There are two main classes of big data that I have observed in my company’s customer base: “needle in the haystack” style data mining and mass-scale NoSQL style “big” database applications. In this blog, I wanted to talk about the importance of choosing the right infrastructure services for your needle in the haystack big data workloads.
The needle in the haystack approach to big data involves searching for relationships and patterns within a static or steadily growing mountain of information, hoping to find insights that will help you make better business decisions. These workloads can be highly variable with constant changes in scope and size, especially when you’re just starting out.
These workloads normally require large, backend processing power to analyse the high volume of data.
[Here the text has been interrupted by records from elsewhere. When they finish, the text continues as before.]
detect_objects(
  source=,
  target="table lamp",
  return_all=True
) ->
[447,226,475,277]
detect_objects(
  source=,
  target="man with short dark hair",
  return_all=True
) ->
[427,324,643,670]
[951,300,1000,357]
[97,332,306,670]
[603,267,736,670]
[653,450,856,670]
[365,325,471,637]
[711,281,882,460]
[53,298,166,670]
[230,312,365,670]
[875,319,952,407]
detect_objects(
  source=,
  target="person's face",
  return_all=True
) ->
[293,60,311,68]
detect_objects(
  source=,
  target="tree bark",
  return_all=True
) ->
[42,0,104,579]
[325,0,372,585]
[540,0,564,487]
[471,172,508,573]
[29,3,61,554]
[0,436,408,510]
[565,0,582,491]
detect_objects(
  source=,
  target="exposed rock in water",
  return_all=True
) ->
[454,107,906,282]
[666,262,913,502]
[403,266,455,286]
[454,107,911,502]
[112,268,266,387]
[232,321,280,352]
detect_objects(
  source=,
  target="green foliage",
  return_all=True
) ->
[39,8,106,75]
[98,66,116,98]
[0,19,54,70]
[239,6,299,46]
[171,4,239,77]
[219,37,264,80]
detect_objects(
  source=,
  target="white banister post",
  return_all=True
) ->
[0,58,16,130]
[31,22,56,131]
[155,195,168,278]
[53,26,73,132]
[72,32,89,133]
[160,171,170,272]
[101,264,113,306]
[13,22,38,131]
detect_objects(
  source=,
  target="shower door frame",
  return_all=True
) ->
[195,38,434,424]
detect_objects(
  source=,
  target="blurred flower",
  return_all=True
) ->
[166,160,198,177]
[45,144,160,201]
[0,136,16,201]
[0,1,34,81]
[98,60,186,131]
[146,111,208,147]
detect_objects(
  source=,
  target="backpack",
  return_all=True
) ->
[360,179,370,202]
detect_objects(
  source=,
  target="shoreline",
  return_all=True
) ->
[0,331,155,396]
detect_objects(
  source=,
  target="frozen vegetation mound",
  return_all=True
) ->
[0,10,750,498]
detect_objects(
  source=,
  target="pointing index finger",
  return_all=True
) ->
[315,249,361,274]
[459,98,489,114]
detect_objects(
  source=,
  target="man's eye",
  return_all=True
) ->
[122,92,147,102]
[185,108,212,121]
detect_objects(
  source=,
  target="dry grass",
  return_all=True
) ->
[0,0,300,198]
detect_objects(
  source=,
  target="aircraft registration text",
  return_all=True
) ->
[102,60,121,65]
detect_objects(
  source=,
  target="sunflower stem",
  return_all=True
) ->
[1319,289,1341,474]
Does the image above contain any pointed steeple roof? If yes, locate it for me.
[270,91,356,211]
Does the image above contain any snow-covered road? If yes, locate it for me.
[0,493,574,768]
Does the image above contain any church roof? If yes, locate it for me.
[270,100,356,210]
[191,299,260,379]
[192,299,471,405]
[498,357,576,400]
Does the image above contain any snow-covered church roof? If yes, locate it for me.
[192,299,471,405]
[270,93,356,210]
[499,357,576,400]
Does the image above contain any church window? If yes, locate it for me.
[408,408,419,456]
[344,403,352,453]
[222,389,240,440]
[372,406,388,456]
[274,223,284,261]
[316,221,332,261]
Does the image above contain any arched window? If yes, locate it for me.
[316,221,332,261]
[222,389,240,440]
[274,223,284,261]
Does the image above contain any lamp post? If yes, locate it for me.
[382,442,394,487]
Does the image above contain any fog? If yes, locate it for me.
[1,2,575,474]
To effectively crunch this type of data and find meaningful needles in your haystack, you need an infrastructure that can accommodate:
- Dynamically changing, periodic usage – Most big data jobs are processed in batches, and require flexible infrastructure that can handle unpredictable, variable workloads
- Large computational needs – “Big” data requires serious processing power to get through your jobs in a reasonable amount of time and provide effective analysis.
So what kind of infrastructure options can support these requirements? While the multi-tenant virtual cloud platforms offer a great economic model and can handle the variable workloads, performance demands become extremely difficult to manage as your use cases evolve and grow.
Big data mining technologies such as Hadoop may work at acceptable levels in virtual environments when you’re just starting out, but they tend to struggle at scale due to high storage I/O, network and computational demands. Performance demands of these workloads become extremely difficult to manage as your use cases evolve and grow.
The virtual, shared and oversubscribed aspects of multi-tenant clouds can lead to problems with noisy neighbours. Big data jobs are some of the noisiest, and ultimately everyone in the same shared virtual environment will suffer, including your big data jobs. An alternative is to build out dedicated infrastructure to alleviate these problems.
This leaves you with two bad options: either deal with subpar performance of virtual pay-as-you-go cloud platforms, or start building your own “expensive” infrastructure. How do you get both the flexibility you need and the high level of performance required to efficiently process big data jobs?
Bare-metal cloud can provide the dedicated storage and compute that you need, along with flexibility for unpredictable workloads. In a bare-metal cloud platform, all compute and direct-attached storage are completely dedicated to your workloads. There are no neighbours, let alone noisy ones, to adversely impact your needs. Best of all, you can get and pay for what your workload specifically needs, and then spin down the whole thing.
One caveat – even with dedicated servers and storage, the network layer is still shared among multiple tenants, which could be a limiting factor for some large-scale Hadoop jobs where wire-speed performance is a must. Even though bare metal is one of the best price for performance cloud options, your workload may not be able to tolerate such limitations as your big data needs grow. Managed hosting or private cloud to the rescue.
Managed hosting or private cloud is a better option in some cases, as the infrastructure is dedicated to you on a private network and can be customized to accommodate your specific needs. These options deliver wire-speed network performance along with dedicated compute, storage and reasonable agility. Of course, this won’t be the most economic option, but if your workload requirements demand this, the tradeoff is well worth it.
Whether you begin your big data endeavour with virtual cloud or bare-metal cloud, it’s important to recognise that your infrastructure needs will change over time. When starting out, a virtual cloud or a bare-metal cloud can suffice, with bare metal providing better performance and scale capabilities. But as your big data needs expand, a fully dedicated, managed private cloud may fit better, without the limitations of a shared network.
Given that change is the only constant in big data, choosing a provider that offers more options and allows you to adjust as your needs change is key.